Mit Beta Hearts ist eine wunderbare Reise zu Ende gegangen und ich bin unglaublich froh, damals zu den Büchern gegriffen zu haben, denn sonst wäre mir definitiv etwas entgangen. Auch wenn der letzte Band in meinen Augen der schwächste Band der Reihe war, ist er dennoch sehr lesenswert und ein Muss für jeden Fan der Reihe!

Was mir auch schon in den letzten Bänden sehr gut gefallen hat, waren die Kapitel, in denen KAMI ihre Gedanken offenlegt. Diese waren sehr poetisch mit unglaublichen spannenden und auch gesellschaftskritischen Fragen. Ich mochte es, dass Marie die Problematik von "Gut und Böse" aufgreift und zeigt, dass man diese Bezeichnungen nicht so einfach jemandem aufdrücken kann. Zumal man auch nie konkret sagen kann, was denn nun "gut" und was "böse" ist.

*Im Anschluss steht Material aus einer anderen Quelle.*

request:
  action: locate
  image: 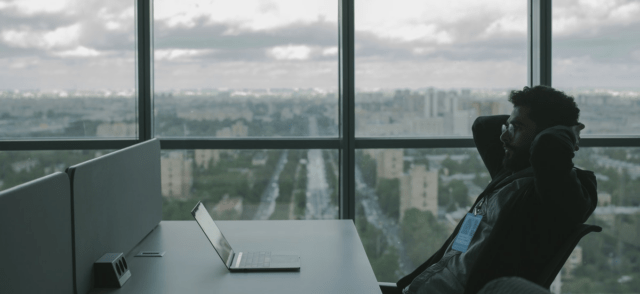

Einige Charakterentwicklungen in diesem Band haben mich wirklich sprachlos gemacht - aber leider nicht immer im positivem Sinne. Andra zum Beipiel hat mir unglaublich gut gefallen. Sie ist eine richtige Kämpferin geworden und steht zu ihren Prinzipien, das war einfach nur klasse. Auch Flover und Luke konnten in diesem Buch besonders strahlen und ich mochte jedes einzelne Kapitel, in welchem die beiden vorkamen. Doch was mich wirklich am meisten gestört hat, waren die Wandlungen von Okijen und Marshall. Okijen war von Band 1 an mein Lieblingscharakter und in diesem Band kommt er wirklich nicht gut weg: er trifft Entscheidungen, die ich ihm nie zugetraut hätte und steht nicht für die ein, die ihm eigentlich wichtig sind. Marshall...das müsst ihr selbst herausfinden, das wäre sonst ein gewaltiger Spoiler. Doch auch Luke hätte es um einiges besser verdient in diesem Buch. Die meiste Zeit war er eigentlich nur verletzt und konnte nichts tun, außer versuchen zu kämpfen, nur um dann anschließend wieder zusammenzuklappen, weil er doch noch zu stark geschwächt war. Byth mochte ich hingegen ganz gerne.

Leider bleiben auch viel Fragen offen, von welchen ich mir unbedingt Antworten zu gewünscht hätte. Natürlich bleibt einem so auch viel Raum zur Interpretation überlassen, aber dennoch. Für ein Finale war es mir dann doch etwas zu offen.

Doch trotz meiner Kritikpunkte habe ich das Buch genießen können und weiß, dass ich diese Reihe jetzt schon vermissen werde. Sie ist wirklich sehr lesenwert und ich kann sie nur jedem/ r ans Herz legen! Von mir gibt es 4/5 möglichen Sternen.